On some data sets I tried, the normal distribution estimated by $\mathcal{N}(\text{median}(x), \text{median}|x – \text{median}(x)|)$ seems to produce a much better fit than the classic $\mathcal{N}(\hat\mu, \hat\sigma)$ using mean and RMS deviation.

Is there any reason to not use the median if you assume there are some outliers in the data set? Do you know some reference for this approach? A quick search on Google didn't find me useful results that discuss the benefits of using medians here (but obviously, "normal distribution parameter estimation median" is not a very specific set of search terms).

The median deviation, is it biased? Should I multiply it with $\frac{n-1}{n}$ to reduce bias?

Do you know similar robust parameter estimation approaches for other distributions such as Gamma distribution or the Exponentially modified Gaussian distribution (which needs Skewness in parameter estimation, and outliers really mess up this value)?

Best Answer

The observation that in an example involving data drawn from a contaminated Gaussian distribution, you'd get better estimates of the parameters describing the bulk of the data by using the $\text{mad}$ instead of $\text{med}|x-\text{med}(x)|$ where $\text{mad}(x)$ is:

$$\text{mad}=1.4826\times\text{med}|x-\text{med}(x)|$$

--where, $(\Phi^{-1}(0.75))^{-1}=1.4826$ is a consistency factor designed to ensure that $$\text{E}(\text{mad}(x)^2)=\text{Var}(x)$$ when $x$ is uncontaminated-- was originally made by Gauss (Walker, H. (1931)).

I cannot think of any reason not to use the $\text{med}$ instead of the sample mean in this case. The lower efficiency (at the Gaussian!) of the $\text{mad}$ can be a reason not to use the $\text{mad}$ in your example. However, there exist equally robust and highly-efficient alternatives to the $\text{mad}$. One of them is the $Q_n$. This estimator has many other advantages beside. It is also very insensitive to outliers (in fact nearly as insensitive as the mad).
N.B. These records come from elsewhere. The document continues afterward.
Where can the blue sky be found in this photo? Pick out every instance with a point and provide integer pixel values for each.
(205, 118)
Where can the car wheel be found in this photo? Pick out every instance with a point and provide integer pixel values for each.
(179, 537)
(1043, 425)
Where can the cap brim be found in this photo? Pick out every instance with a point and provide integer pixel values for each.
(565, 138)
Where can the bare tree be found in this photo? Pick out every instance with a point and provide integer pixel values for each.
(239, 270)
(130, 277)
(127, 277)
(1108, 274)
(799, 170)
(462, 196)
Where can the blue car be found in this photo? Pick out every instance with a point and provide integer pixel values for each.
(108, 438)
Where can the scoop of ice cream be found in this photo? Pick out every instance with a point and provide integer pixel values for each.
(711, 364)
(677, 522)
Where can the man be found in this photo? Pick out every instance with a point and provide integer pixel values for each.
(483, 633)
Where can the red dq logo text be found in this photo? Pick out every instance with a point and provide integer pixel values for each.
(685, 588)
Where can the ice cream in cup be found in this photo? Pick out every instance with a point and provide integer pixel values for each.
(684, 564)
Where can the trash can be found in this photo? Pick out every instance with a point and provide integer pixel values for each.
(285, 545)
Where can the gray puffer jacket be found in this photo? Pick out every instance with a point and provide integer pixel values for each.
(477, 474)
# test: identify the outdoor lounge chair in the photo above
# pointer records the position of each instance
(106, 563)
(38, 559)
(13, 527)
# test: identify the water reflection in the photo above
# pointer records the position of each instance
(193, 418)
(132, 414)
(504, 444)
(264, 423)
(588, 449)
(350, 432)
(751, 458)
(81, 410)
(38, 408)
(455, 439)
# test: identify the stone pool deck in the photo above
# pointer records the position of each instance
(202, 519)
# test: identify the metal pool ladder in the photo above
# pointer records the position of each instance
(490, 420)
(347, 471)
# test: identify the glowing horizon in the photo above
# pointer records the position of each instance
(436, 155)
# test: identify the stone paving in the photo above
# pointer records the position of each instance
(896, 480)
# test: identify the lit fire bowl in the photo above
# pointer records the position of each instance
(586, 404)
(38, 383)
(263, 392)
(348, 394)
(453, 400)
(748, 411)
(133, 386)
Contrary to the mad, it is not built around an estimate of location and does not assume that the distribution of the uncontaminated part of the data is symmetric. Like the mad, It is based on order statistics, so that it is always well defined even when the underlying distribution of your sample has no moments. Like the mad, It has a simple explicit form. Even more than for the mad, I see no reasons to use the sample standard deviation instead of the $Q_n$ in the example you describe (see Rousseeuw and Croux 1993 for more info about the $Q_n$).

As for your last question, about the specific case where $x\sim\Gamma(\nu,\lambda)$, then

$$\text{med}(x)\approx\lambda(\nu-1/3)$$

and

$$\text{mad}(x)\approx\lambda\sqrt{\nu}$$

(in both cases the approximations become good when $\nu>1.5$) so that

$$\hat{\nu}=\left(\frac{\text{med}(x)}{\text{mad}(x)}\right)^2$$

and

$$\hat{\lambda}=\frac{\text{mad}(x)^2}{\text{med}(x)}$$

See Chen and Rubin (1986) for a complete derivation.

  • J. Chen and H. Rubin, 1986. Bounds for the difference between median and mean of Gamma and Poisson distributions, Statist. Probab. Lett., 4 , 281–283.
  • P. J. Rousseeuw and C. Croux, 1993. Alternatives to the Median Absolute Deviation Journal of the American Statistical Association , Vol. 88, No. 424, pp. 1273-1283
  • Walker, H. (1931). Studies in the History of the Statistical Method. Baltimore, MD: Williams & Wilkins Co. pp. 24–25.